With more than 12 million new cases occurring worldwide each year, bladder cancer is estimated to be the ninth most common cancer, and the thirteenth most numerous cause of death from cancer (Parkin, 2008; Ploeg et al., 2009). The major risk factors for bladder cancer are exposure to smoking and occupational risk factors such as exposure to aromatic amines. These risk factors are more prevalent among men, which makes the disease the seventh most common cancer in men, whereas it is the seventeenth most common cancer in women (Ploeg et al., 2009). The majority of bladder cancer cases are among older individuals with the median age at diagnosis being 73 years; because of this, the comorbidities associated with bladder cancer are similar to conditions typically occurring in older age and therefore, are not specific to bladder cancer (Prout et al., 2005).
By 2022, GlobalData epidemiologists forecast that the 6MM are expected to have 199,691 incident cases of bladder cancer, representing a 22.2% increase from the number of incident cases in 2012 (163,380 incident cases). In 2012, the 6MM had 575,251 five-year prevalent cases of bladder cancer and GlobalData epidemiologists forecast that by 2022, this number will grow to 703,227 five-year prevalent cases at an Annual Growth Rate (AGR) of 2.22%.

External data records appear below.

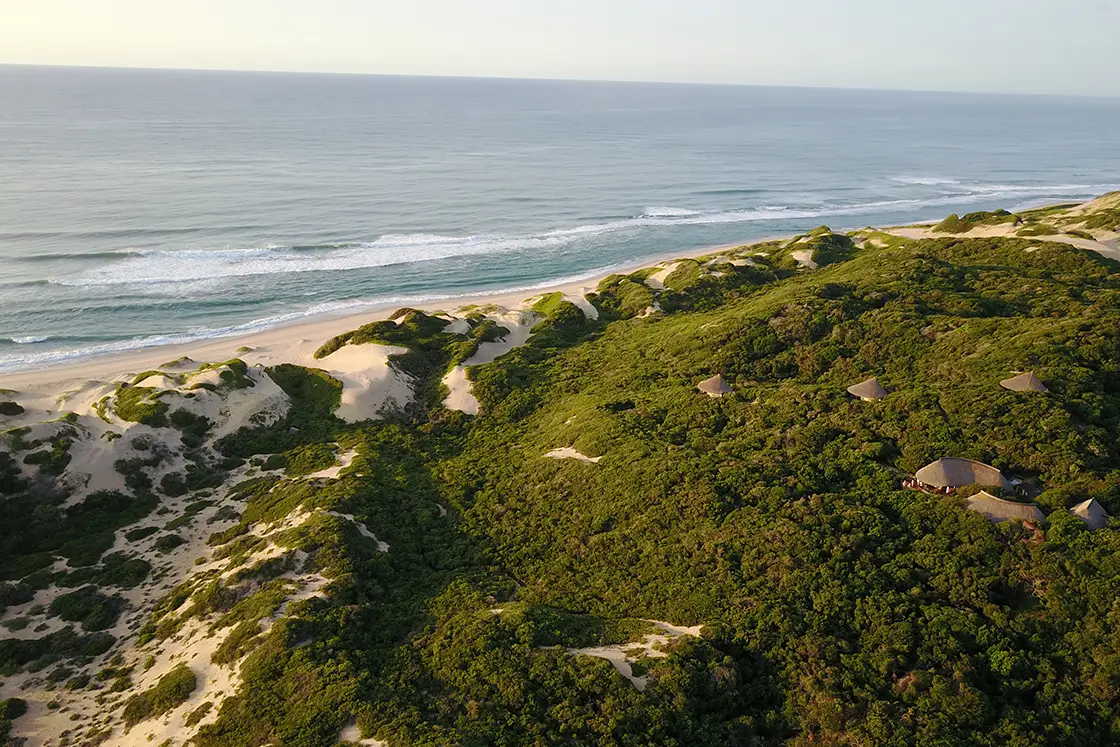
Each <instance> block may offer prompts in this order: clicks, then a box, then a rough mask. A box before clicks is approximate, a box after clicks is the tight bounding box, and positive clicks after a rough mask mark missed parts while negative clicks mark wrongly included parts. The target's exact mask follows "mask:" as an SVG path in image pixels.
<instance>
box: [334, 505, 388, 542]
mask: <svg viewBox="0 0 1120 747" xmlns="http://www.w3.org/2000/svg"><path fill="white" fill-rule="evenodd" d="M323 513H325V514H327V515H328V516H337V517H338V519H345V520H346V521H348V522H351V523H352V524H354V526H356V527H357V531H358V534H361V535H362V536H364V538H368V539H371V540H373V541H374V542H376V543H377V551H379V552H389V543H388V542H382V541H381V540H379V539H377V535H376V534H374V533H373V532H371V531H370V527H367V526H366V525H365V524H363V523H362V522H360V521H357V520H356V519H354V514H340V513H338V512H337V511H324V512H323Z"/></svg>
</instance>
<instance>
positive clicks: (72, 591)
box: [50, 586, 125, 632]
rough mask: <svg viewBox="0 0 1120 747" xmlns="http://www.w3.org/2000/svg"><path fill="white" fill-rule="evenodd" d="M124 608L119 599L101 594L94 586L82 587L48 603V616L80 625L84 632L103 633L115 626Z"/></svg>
mask: <svg viewBox="0 0 1120 747" xmlns="http://www.w3.org/2000/svg"><path fill="white" fill-rule="evenodd" d="M124 606H125V601H124V599H122V598H121V597H115V596H112V597H111V596H109V595H105V594H102V592H101V591H100V590H99V589H97V587H95V586H84V587H82V588H81V589H78V590H77V591H72V592H69V594H64V595H60V596H58V597H56V598H55V599H54V601H52V603H50V614H52V615H56V616H57V617H60V618H62V619H64V620H66V622H68V623H81V625H82V627H83V628H84V629H86V631H91V632H93V631H104V629H108V628H111V627H113V626H114V625H115V624H116V619H118V618H119V617H120V616H121V611H123V610H124Z"/></svg>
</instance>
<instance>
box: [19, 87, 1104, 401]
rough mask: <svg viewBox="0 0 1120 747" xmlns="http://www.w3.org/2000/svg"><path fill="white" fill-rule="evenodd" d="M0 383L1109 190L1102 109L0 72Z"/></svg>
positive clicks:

This forecast is supported by at least 10 years of historical data obtained from country-specific studies published by the World Health Organization’s (WHO) International Agency for Research on Cancer (IARC), the National Cancer Institute’s (NCI) Surveillance, Epidemiology, and End Results (SEER) Program, and the European Cancer Registry’s fourth database registry (EUROCARE-4). The IARC’s Cancer Incidence in Five Continents (CI-5) Plus data are the gold standard for country-level comparative analysis and was used to provide detailed case segmentation for each country by age and sex. Another major strength of this analysis is that GlobalData epidemiologists were able to forecast incident cases of bladder cancer in the 6MM by age, sex, and stage at diagnosis. Furthermore, the forecast methodology was also consistent across all markets, thereby allowing for a meaningful global comparison.